West received around 19,000 signatures on the petition to appear on Kentucky’s ballot. Some people, however, said they were tricked into signing the petition.
University of Louisville student Savanna Stewart said she was on UofL’s campus with a friend when they were approached by a person who asked them to sign a petition. She claimed they lied about who the petition involved.
“A young man about our age approached us,” Stewart said, “And he says, ‘I have this petition to get this candidate on the ballot; he’s pretty unknown. This is his platform.’ It had to do with prison reform (and) felons' voting rights, which was something I was interested in.”

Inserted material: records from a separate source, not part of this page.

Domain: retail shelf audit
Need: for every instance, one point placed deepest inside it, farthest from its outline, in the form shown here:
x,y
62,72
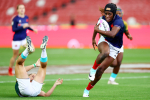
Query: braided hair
x,y
111,7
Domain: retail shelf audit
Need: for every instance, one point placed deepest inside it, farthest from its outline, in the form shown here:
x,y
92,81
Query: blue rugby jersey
x,y
17,27
117,41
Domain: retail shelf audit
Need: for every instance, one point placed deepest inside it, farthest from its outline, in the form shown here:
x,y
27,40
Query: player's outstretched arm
x,y
128,35
37,64
111,33
58,82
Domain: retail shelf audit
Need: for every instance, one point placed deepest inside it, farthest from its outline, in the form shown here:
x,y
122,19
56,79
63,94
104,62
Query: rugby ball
x,y
103,25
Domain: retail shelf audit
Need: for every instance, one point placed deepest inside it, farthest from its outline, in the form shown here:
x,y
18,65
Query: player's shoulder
x,y
26,16
118,19
125,23
15,17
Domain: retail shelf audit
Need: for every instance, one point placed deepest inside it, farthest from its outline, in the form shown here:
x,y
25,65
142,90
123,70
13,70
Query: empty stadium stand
x,y
84,11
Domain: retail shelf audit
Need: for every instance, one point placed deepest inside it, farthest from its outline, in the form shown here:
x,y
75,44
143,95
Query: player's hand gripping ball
x,y
103,25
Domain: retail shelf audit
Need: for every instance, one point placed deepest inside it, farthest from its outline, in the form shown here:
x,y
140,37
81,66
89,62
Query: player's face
x,y
21,9
32,76
119,13
108,16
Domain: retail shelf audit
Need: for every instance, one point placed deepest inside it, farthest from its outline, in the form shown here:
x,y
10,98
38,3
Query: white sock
x,y
112,79
44,53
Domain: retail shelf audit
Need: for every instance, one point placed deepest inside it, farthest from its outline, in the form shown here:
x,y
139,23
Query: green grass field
x,y
75,56
132,86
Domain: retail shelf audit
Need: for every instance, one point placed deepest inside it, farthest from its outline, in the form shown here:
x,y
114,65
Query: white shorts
x,y
114,51
27,88
16,44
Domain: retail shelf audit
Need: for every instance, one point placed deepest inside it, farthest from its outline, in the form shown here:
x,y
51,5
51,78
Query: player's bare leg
x,y
104,52
100,70
43,60
20,70
116,64
12,61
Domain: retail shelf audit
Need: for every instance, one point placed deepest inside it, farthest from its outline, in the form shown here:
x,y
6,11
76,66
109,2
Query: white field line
x,y
79,79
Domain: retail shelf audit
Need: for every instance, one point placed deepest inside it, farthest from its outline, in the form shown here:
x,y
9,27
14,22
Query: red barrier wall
x,y
78,37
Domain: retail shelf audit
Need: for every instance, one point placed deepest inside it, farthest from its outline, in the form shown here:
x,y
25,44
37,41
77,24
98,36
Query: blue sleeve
x,y
118,23
30,28
15,27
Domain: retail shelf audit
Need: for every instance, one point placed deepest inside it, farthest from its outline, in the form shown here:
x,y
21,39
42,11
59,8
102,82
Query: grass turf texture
x,y
131,87
75,56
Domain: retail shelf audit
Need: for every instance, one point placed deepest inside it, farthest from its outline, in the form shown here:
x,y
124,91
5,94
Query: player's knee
x,y
19,62
99,72
105,54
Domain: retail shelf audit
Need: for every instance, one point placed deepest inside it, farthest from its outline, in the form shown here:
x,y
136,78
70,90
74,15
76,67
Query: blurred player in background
x,y
30,86
109,46
117,62
19,27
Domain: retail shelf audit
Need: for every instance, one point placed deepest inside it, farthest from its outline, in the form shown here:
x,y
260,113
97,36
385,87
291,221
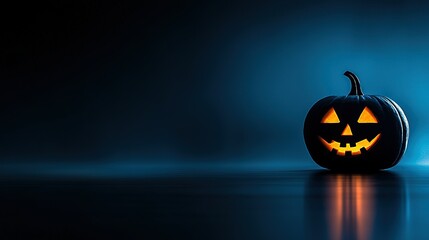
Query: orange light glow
x,y
351,207
356,150
347,131
330,117
367,116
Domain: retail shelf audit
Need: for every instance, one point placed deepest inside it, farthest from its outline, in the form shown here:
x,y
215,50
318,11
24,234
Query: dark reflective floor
x,y
294,204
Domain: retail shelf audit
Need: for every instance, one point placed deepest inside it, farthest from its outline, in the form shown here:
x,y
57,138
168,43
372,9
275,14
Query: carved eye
x,y
367,116
330,117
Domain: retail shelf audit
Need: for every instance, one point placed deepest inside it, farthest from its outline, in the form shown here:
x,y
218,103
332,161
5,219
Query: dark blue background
x,y
199,82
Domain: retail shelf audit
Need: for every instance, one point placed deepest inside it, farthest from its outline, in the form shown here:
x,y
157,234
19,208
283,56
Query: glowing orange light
x,y
367,116
330,117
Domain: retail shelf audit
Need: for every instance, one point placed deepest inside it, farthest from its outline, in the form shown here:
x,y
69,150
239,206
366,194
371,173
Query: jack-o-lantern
x,y
356,132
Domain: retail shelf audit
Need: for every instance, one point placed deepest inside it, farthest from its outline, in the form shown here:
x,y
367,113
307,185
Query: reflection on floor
x,y
283,204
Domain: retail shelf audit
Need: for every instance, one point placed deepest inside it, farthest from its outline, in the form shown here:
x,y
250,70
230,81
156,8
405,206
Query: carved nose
x,y
347,131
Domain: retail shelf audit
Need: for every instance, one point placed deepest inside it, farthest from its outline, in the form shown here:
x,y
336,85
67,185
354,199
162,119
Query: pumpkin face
x,y
356,132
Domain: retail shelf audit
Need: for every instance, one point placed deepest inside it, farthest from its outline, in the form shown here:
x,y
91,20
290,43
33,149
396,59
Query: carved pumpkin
x,y
356,132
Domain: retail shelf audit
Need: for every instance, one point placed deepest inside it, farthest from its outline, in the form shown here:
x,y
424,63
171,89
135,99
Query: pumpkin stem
x,y
356,90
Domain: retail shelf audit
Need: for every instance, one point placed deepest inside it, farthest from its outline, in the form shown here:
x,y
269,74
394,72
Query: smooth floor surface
x,y
268,204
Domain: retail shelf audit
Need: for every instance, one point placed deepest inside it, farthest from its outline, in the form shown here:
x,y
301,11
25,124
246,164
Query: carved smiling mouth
x,y
356,150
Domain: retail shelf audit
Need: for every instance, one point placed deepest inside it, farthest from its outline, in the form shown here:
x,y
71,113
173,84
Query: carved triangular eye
x,y
367,116
330,117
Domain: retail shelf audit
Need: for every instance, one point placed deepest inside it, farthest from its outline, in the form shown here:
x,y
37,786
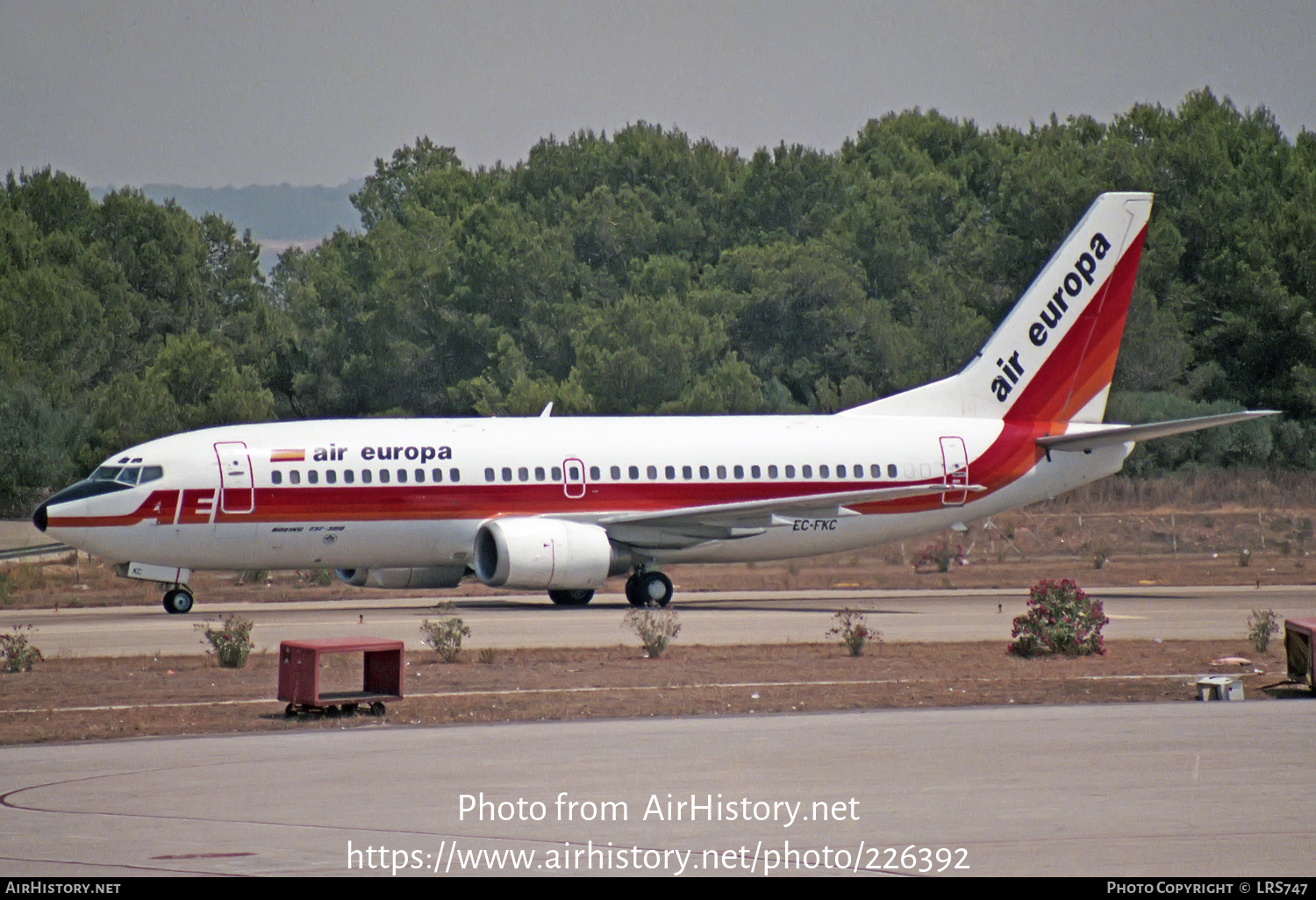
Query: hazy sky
x,y
213,94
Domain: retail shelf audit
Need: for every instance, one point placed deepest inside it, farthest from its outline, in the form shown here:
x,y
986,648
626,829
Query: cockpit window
x,y
128,474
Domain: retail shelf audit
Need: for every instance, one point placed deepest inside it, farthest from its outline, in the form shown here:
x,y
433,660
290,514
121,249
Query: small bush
x,y
1261,625
445,637
231,642
654,626
1061,618
934,555
18,654
853,629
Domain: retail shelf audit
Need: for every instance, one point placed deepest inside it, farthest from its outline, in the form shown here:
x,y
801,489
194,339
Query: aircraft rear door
x,y
237,487
955,460
573,478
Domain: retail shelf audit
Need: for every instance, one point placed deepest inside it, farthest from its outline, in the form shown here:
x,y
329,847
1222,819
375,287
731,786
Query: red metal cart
x,y
1299,646
299,675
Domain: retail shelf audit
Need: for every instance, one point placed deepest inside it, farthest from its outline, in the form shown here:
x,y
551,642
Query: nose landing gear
x,y
178,600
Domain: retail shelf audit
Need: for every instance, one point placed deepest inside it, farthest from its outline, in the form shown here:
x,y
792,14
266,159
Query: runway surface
x,y
1123,789
710,618
1131,789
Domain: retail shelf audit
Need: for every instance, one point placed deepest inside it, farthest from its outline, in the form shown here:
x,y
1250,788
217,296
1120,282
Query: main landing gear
x,y
578,597
647,587
178,600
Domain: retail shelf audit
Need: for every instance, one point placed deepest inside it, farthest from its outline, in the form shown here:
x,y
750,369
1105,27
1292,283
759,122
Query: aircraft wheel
x,y
655,589
178,602
578,597
633,591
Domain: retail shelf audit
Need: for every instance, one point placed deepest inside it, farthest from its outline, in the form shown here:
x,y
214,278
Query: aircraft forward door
x,y
573,478
237,487
955,461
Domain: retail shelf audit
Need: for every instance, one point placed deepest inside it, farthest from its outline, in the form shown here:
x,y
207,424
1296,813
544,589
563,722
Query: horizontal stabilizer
x,y
1105,436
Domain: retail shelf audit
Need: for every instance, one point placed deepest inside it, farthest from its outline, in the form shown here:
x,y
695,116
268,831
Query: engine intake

The “unknown” candidate turned out to be West, one of the biggest names in entertainment, but Stewart said she did not realize until after she signed the petition.
“I saw it right at the top (after I signed)," she said. “It was right underneath the clipboard part. He had hidden it away, and I saw it, and it said ‘Kanye West,’ and I was like, ‘Uh oh.’”
Stewart said she wasn’t the only person who claimed to feel tricked by the people asking for signatures. Another UofL student, Jaelyn Gray, said he was approached on his walk to work. He said he asked what the petition was for, and the person ignored him and complimented his hair instead. Gray said he was distracted and signed anyway, thinking it had something to do with the upcoming election.
“I was like, ‘Wait a minute, is that what I signed?’” Gray said. “I couldn’t believe it. I was like, ‘No.’”
Adams told WAVE 3 News that many people have questioned the legality of West’s filing. He added that according to state law, a potential candidate only needs 5,000 certified signatures to qualify to appear on the ballot.
“Our laws are a little more forgiving than other states,” Adams said. “It’s easier to get on the ballot in Kentucky than in most other states, so that’s why Mr. West qualified for our ballot versus other states. It’s not because there’s necessarily anything nefarious about his filing.”
Stewart said she never would have signed the petition had she known what, or whom, it was about.
“I don’t personally support Kanye West as a candidate, or I wouldn’t,” Stewart said. “It’s just a little frustrating to me that I was lied to and now I’ve contributed to (him getting on the ballot).”
Adams said people have the right to challenge the filing if they believe the signatures are fraudulent. In that case, a court would then make a ruling.